Re: [Haskell-cafe] Substring replacements

13 Dec 2005

      Am Montag, 12. Dezember 2005 16:28 schrieben Sie:
...
From: Daniel Fischer 
...
To: "Branimir Maksimovic" 
CC: Haskell-Cafe@haskell.org
Subject: Re: [Haskell-cafe] Substring replacements
Date: Mon, 12 Dec 2005 16:15:46 +0100
Earlier today:
...
Sorry, but
Prelude SearchRep> searchReplace "abaaba" "##" "abababaaba"
"abababaaba"
I haven't analyzed the algorithm, so I don't know why exactly this
fails.
...
I'll take a look sometime soon.
I found the problem (one at least).
Say the pattern to be replaced begins with 'a' and we have a sufficiently
long
match with the pattern starting at the first 'a' in the String. Upon
encountering the second 'a', while the first pattern still matches, you
start
pushing onto the rollback-stack. But that isn't inspected anymore, so if
the
actual occurence of the pattern starts at the third (or fourth, n-th)
occurence of 'a' and that is already pushed onto the rollback, you miss
it.
I've corrected this with adjusting rollback position. if rollBack is null
then
search for rollback starts at second character if not starts at same as
searhed
character because I skip what was searched. That's all.
Though I'm not so sure now when I read this.
Still not working:

*New> searchReplace "abababc" "#" "ababababababc"
"ababababababc"
*New> searchReplace1 "abababc" "#" "ababababababc"
"ababababababc"
...
...
So the question is, can we find a cheap test to decide whether to use KMP
or
Bulat's version?
In real world situation your KMP will always be fastest on average.
I like that we are not using C arrays as then we have advantage
of lazyness and save on memory usage. C++ program will be faster
on shorter strings but on this large strings will loose due memory
latency. and with your test, both programs are very fast.
Greetings, Bane.
On my 256MB RAM AMD Duron 1200 MHz, Bulat's version is consistently about 20% 
faster than my KMP on your test -- btw, I unboxed the pat array, which gave a 
bit of extra speed, but not much. 
And apologies to Sebastian Sylvan, I also included an unboxed version of bord, 
built from the boxed version, and that sped things further up -- not much, 
again, but there it is.
I wonder about this difference, -10% on one system and +20% on another system, 
ist that normal?

Cheers, Daniel
------------------------------------------------------------------------------------------
Up-To-Date version of KMP:

import Data.Array.Unboxed (UArray, listArray, (!))
import qualified Data.Array as A (array, (!), elems)
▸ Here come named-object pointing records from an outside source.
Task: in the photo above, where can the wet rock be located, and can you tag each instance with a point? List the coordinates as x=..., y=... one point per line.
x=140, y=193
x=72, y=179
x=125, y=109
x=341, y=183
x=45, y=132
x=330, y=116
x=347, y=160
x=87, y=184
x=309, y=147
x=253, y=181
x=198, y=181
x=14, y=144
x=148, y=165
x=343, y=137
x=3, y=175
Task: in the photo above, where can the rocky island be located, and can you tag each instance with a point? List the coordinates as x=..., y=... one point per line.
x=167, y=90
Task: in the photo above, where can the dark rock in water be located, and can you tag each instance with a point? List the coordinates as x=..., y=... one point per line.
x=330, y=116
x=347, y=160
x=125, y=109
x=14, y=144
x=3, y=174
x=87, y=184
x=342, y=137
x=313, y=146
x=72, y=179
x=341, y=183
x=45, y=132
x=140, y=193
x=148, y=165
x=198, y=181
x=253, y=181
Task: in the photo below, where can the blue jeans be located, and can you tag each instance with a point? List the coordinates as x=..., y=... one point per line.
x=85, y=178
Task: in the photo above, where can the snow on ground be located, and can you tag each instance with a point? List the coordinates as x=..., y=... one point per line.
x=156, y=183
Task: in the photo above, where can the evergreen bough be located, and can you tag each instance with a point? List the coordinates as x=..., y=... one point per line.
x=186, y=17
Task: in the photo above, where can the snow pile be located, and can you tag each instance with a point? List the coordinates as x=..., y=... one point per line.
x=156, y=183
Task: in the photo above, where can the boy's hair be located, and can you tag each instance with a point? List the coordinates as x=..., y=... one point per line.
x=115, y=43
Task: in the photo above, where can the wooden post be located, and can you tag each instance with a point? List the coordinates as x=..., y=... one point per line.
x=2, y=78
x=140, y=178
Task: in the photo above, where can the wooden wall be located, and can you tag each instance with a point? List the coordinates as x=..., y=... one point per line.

searchReplace :: String -> String -> String -> String
searchReplace "" _ str = str
searchReplace src@(c:cs) dst str = process 0 str ""
    where
      len = {-# scc "len" #-} length src
      pat :: UArray Int Char
      pat = {-# scc "pat" #-} listArray (0,len-1) src
      bord ={-# scc "bord" #-} A.array (0,len) $ (0,-1):(1,0):
                 [(i+1,getBord (pat!i) i + 1) | i <- [1 .. len-1]]
      getBord s n
         | m < 0      = m
	 | s == pat!m = m
	 | otherwise  = getBord s m
	   where
	     m = bord A.! n
      bor :: UArray Int Int
      bor = listArray (0,len) $ A.elems bord
      getBor s n
         | m < 0 || s == pat!m = m
	 | otherwise = getBor s m
	   where
	     m = bor!n
      process n str _ | n >= len = {-# scc "process" #-} dst ++ process 0 str 
""
      process _ "" mat = {-# scc "process" #-} reverse mat
      process 0 (s:st) _
         | s == c    = {-# scc "process" #-} process 1 st [s]
	 | otherwise = {-# scc "process" #-} s:process 0 st ""
      process n str@(s:st) mat
         | s == pat!n = {-# scc "process" #-} process (n+1) st (s:mat)
	 | otherwise  = {-# scc "process" #-}
	                let j = getBor s n
	                    (ret,skip) = splitAt j mat
			in if j < 0 then reverse mat ++ process 0 str ""
			   else reverse skip ++ process (j+1) st (s:ret)